Use PDFs in Agent Bricks
PDFs are not yet supported natively in Agent Bricks: Information Extraction and Custom LLM. However, you can use Agent Brick's UI workflow to convert a folder of PDF files into markdown, then use the resulting Unity Catalog table as input when building your agent. This workflow uses ai_parse_document
for the conversion. Follow these steps:
-
Click Agents in the left navigation pane to open Agent Bricks in Databricks.
-
Within the Information Extraction or Custom LLM use cases, click Use PDFs.
-
In the side panel that opens, enter the following fields to create a new workflow to convert your PDFs:
- Select folder with PDFs: Select the Unity Catalog folder containing the PDFs you want to use.

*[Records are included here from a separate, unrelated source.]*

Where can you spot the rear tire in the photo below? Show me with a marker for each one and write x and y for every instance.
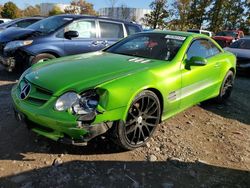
(226, 87)
(143, 117)
(42, 57)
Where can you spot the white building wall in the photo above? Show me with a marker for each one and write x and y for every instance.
(116, 13)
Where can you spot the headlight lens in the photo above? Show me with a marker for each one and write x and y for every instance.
(27, 71)
(79, 104)
(16, 44)
(66, 101)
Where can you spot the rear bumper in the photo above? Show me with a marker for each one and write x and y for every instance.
(241, 68)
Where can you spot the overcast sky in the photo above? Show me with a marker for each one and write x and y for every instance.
(97, 3)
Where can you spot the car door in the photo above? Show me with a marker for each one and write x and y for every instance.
(110, 32)
(86, 41)
(199, 82)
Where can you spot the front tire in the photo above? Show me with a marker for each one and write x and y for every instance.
(143, 117)
(226, 87)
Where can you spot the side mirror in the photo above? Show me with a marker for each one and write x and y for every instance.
(71, 34)
(197, 61)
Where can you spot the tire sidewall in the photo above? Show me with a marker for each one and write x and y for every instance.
(121, 132)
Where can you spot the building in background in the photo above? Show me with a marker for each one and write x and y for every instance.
(124, 13)
(47, 7)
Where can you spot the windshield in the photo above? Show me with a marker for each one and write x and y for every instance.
(9, 23)
(50, 24)
(149, 45)
(241, 44)
(227, 33)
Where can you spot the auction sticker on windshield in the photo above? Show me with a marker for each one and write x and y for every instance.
(176, 37)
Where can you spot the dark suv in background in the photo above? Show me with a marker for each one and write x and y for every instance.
(59, 36)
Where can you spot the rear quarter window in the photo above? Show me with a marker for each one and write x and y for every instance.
(111, 30)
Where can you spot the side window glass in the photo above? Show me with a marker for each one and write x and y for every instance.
(199, 48)
(132, 29)
(111, 30)
(86, 29)
(205, 33)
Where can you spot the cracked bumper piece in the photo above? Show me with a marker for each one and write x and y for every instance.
(60, 126)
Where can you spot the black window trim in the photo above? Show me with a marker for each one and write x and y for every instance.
(201, 38)
(125, 34)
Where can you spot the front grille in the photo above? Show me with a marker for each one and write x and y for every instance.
(38, 95)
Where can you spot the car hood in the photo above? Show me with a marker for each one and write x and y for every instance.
(15, 33)
(243, 53)
(84, 71)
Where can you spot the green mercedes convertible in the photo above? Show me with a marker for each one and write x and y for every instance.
(124, 91)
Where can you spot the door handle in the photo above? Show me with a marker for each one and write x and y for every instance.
(217, 65)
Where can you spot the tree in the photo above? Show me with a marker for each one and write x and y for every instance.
(10, 10)
(1, 8)
(31, 11)
(55, 11)
(227, 14)
(80, 6)
(156, 18)
(125, 12)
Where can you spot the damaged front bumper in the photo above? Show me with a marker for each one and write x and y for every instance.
(62, 126)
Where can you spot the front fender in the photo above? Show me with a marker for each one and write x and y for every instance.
(120, 93)
(39, 48)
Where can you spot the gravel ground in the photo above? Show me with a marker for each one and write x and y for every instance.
(207, 145)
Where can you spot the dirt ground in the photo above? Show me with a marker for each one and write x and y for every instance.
(207, 145)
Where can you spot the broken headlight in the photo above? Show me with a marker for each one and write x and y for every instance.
(78, 104)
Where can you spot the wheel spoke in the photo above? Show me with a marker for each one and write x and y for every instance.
(133, 116)
(143, 101)
(139, 135)
(131, 129)
(131, 122)
(147, 129)
(149, 107)
(143, 117)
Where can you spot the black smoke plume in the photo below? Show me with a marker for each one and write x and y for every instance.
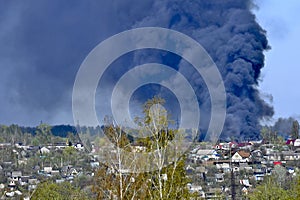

- Select destination table: Select the destination schema for the converted markdown table and, optionally, adjust the table name in the field below.
- Select active SQL warehouse: Select the SQL warehouse to run the workflow.
-
Click Start import.
-
You will be redirected to the All workflows tab, which lists all of your PDF workflows. Use this tab to monitor the status of your jobs.
If your workflow fails, click on the job name to open it and view error messages to help you debug.
-
When your workflow has completed successfully, click on the job name to open the table in Catalog Explorer to explore and understand the columns.
-
Use the Unity Catalog table as input data in Agent Bricks when configuring your agent.
Limitations
- Databricks requires at least 75 documents to optimize your agent. For better optimization results, at least 1000 documents is recommended. When you add more documents, the knowledge base that the agent can learn from increases, which improves agent quality and its extraction accuracy.
- Information Extraction agents have a 128k token max context length.
- Workspaces that use PrivateLink, including storage behind PrivateLink, are not supported.
- Workspaces that have Enhanced Security and Compliance enabled are not supported.
- Union schema types are not supported.